La rumeur se fait insistante sur les réseaux sociaux, mais les autorités assurent qu'il n'y a rien d'anormal. La préfecture d'île-de-France dément catégoriquement, samedi 20 juillet, tout "risque pour la santé publique" à consommer l'eau potable de la capitale, à la suite de rumeurs faisant état d'une alerte à la pollution au tritium

"Aucun arrêté préfectoral n'a été pris par le préfet de Paris. Les valeurs observées à ce jour ne montrent pas de risque pour la santé publique. L'eau du robinet peut donc être consommée sans restriction", indique la préfecture sur son compte officiel.

Un message anonyme envoyé sur Whatsapp

La rumeur, abondamment relayée sur les réseaux sociaux, est notamment partie d'un message audio envoyé sur Whatsapp par une femme affirmant être infirmière dans un hôpital parisien. Elle évoque la présence de "titanium" dans l'eau et la parution d'un arrêté préfectoral demandant aux hôpitaux de ne pas utiliser l'eau du robinet. "Nous n'avons évidemment reçu aucun arrêté d'aucune sorte relatif à une contamination de l'eau", a affirmé samedi à l'AFP l'Assistance publique des hôpitaux de Paris (AP-HP), qui indique avoir "reçu beaucoup d'appels inquiets notamment dans les SAMU hier soir".
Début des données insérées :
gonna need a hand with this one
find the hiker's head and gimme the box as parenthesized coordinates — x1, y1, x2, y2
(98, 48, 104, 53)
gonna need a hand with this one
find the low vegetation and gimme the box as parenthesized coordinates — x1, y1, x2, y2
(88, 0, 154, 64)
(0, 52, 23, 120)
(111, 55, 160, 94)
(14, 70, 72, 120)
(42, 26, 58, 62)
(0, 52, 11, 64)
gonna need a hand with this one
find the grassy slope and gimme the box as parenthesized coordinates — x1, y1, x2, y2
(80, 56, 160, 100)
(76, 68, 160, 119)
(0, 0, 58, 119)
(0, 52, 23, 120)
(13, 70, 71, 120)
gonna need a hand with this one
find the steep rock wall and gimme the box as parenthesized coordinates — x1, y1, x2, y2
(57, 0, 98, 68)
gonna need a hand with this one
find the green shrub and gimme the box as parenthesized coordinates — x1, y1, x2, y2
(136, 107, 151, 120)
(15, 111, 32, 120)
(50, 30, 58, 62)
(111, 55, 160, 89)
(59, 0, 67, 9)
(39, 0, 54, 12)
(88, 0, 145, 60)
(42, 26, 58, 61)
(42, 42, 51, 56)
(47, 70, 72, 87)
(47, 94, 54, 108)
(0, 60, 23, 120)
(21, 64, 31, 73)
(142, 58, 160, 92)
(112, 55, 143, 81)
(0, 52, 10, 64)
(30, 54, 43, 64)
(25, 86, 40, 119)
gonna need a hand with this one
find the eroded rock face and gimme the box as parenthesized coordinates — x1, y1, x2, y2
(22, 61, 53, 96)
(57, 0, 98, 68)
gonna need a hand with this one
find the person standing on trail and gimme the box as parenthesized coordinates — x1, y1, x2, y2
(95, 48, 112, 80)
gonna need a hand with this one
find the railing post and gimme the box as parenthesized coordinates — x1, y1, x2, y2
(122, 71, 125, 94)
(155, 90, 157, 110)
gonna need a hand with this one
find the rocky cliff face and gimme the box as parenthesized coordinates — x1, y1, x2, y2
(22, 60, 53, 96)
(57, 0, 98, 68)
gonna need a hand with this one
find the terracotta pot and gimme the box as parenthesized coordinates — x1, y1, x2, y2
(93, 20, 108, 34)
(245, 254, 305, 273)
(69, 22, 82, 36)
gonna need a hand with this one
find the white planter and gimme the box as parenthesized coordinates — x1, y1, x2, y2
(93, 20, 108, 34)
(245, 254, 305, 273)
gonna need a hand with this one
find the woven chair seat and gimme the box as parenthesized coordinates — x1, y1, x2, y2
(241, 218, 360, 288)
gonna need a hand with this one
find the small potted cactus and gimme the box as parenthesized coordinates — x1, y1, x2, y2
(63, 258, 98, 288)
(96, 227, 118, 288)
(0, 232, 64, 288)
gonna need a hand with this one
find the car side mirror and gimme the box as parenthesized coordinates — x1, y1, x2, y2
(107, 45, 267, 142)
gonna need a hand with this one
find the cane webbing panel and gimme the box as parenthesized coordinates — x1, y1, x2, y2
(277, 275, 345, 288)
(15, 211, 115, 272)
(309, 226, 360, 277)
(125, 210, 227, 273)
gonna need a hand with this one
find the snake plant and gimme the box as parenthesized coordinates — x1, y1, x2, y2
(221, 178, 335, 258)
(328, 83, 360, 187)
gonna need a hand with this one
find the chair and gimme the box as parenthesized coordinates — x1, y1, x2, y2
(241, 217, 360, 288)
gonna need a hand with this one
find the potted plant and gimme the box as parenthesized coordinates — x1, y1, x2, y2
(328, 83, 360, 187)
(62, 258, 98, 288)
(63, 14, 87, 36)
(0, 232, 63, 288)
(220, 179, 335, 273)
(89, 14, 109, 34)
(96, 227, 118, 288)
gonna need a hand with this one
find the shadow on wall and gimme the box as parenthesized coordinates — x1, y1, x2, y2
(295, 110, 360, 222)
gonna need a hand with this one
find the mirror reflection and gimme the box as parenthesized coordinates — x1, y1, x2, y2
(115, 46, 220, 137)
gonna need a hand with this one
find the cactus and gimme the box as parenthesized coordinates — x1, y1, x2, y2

Quant à l'auteure du message original, "nous ne savons pas et nous ne pouvons pas connaître l'identité de cette personne qui a propagé cette rumeur en se disant infirmière de l'AP-HP", indique l'AP-HP. "Compte tenu du fait que nous sommes mis en cause, nous nous réservons le droit de porter plainte et de donner une suite judiciaire", poursuit l'organisme.
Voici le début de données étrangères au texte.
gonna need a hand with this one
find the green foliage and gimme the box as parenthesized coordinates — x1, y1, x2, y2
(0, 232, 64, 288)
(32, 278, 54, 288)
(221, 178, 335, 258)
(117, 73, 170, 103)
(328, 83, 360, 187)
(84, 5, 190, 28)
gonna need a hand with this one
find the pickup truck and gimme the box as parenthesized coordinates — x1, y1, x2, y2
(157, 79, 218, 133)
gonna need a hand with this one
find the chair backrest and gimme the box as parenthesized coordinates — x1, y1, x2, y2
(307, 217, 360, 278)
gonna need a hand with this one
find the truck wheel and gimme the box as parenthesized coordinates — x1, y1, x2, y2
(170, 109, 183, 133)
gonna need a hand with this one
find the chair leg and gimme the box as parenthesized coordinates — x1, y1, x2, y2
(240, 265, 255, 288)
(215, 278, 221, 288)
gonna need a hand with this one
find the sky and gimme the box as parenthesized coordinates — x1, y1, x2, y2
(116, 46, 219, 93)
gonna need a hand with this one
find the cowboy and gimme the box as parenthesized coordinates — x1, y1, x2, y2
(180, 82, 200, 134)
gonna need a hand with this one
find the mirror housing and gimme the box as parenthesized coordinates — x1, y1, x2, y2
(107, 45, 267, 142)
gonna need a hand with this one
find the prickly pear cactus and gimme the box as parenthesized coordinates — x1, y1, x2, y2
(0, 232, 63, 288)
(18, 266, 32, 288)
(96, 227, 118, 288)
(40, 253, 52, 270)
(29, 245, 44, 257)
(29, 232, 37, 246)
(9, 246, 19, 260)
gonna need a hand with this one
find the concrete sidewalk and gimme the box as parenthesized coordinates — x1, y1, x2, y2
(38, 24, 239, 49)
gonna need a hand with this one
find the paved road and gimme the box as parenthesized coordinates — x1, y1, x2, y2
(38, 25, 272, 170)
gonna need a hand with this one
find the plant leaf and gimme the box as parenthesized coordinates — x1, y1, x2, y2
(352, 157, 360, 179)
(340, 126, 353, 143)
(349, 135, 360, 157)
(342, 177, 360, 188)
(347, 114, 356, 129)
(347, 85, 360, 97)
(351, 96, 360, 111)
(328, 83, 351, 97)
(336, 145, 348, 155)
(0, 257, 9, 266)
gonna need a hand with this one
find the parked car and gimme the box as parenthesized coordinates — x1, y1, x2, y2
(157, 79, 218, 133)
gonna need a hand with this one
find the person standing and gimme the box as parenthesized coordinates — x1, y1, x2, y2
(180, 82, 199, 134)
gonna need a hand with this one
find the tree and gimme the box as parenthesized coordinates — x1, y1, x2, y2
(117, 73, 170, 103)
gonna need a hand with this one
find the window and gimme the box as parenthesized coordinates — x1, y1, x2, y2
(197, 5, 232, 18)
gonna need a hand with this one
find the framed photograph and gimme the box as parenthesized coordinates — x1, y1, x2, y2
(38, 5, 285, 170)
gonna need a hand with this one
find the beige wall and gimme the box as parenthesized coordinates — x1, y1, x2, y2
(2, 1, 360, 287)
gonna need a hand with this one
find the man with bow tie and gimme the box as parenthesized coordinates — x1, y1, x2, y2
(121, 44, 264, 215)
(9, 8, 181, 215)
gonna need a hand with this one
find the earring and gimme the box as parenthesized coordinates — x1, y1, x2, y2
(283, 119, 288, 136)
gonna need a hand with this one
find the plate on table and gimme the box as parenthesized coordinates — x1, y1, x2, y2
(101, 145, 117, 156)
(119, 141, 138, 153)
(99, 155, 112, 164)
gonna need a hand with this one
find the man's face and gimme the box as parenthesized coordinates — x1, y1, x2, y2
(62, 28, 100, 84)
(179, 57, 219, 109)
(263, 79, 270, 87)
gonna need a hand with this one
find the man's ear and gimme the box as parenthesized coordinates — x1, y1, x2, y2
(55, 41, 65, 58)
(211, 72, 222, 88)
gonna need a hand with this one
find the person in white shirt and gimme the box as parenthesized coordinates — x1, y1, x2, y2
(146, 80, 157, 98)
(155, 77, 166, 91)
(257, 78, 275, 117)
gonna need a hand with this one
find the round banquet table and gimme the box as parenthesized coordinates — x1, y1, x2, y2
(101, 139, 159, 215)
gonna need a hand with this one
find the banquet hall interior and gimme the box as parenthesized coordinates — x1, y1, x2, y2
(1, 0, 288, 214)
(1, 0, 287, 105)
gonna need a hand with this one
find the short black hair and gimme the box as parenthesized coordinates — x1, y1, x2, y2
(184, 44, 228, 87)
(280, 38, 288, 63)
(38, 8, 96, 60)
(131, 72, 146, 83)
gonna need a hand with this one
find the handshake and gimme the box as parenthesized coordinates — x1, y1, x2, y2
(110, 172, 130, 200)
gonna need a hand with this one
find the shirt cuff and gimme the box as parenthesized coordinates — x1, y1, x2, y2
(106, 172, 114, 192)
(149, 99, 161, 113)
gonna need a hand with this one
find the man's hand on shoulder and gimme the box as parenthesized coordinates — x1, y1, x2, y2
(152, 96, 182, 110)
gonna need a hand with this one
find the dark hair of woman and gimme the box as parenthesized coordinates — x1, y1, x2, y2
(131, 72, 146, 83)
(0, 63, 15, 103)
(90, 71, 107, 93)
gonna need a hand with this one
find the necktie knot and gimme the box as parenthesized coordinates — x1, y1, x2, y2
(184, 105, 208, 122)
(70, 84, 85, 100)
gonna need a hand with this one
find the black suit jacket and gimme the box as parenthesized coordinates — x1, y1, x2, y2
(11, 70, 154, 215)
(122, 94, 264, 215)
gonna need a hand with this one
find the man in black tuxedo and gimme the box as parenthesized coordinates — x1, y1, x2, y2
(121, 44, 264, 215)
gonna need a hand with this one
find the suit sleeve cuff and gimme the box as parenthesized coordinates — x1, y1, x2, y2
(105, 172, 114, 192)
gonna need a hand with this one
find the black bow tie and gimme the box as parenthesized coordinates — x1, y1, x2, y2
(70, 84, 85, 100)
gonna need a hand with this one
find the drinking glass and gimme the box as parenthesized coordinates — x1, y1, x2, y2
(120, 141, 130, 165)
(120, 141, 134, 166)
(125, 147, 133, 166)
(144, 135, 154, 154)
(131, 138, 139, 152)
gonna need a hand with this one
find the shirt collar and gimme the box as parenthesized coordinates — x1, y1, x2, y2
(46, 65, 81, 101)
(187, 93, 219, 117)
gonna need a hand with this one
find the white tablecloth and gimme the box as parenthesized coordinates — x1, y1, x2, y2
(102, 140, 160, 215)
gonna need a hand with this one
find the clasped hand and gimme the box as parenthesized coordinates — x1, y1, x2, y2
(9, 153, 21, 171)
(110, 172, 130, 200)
"Pour nous ce n'est que fausse information", ajoute la préfecture, ajoutant que l'Agence régionale de santé a confirmé qu'il n'y avait "aucun problème dans les valeurs constatées". Eau de Paris, l'opérateur public en charge de la production et de la distribution de l'eau dans Paris, a également assuré sur Twitter que "boire l'eau de Paris ne présente pas de risque pour la santé".

"Des doses infinitésimales dans l'eau"

"Le tritium est présent à des doses infinitésimales dans l'eau, sans le moindre risque à court, moyen et long terme", est-il souligné. Sur son site internet, cet organisme précisait vendredi que "la mesure du tritium dans l'eau destinée à la consommation humaine sert d'indicateur susceptible de révéler la présence de radionucléides artificiels et donc une contamination d'origine humaine".

Eau de Paris rappelle également que la référence de qualité de l'activité en tritium fixée en France est de 100 Bq/l (Becquerel par litre), soit 100 fois moins que la valeur de référence de 10 000 Bq/l préconisée par l'OMS. Selon les mesures effectuées entre 2016 et 2019, "aucun dépassement n'a été observé", précise encore l'organisme. "Le seuil moyen relevé à Paris depuis 2016 varie entre 0 et 1,22 Bq/L".

L'Agence régionale de santé (ARS) réalise chaque mois des analyses de la qualité radiologique de l'eau, dont les résultats sont publics et accessibles sur le site internet du ministère de la santé : eaupotable.sante.gouv.fr. Mercredi, une association de l'Ouest de la France avait dénoncé une "contamination" radioactive de l'eau potable, mais reconnu dans le même communiqué qu'"aucune valeur ne dépasse le critère de qualité de 100 Bq/L instauré par les autorités sanitaires".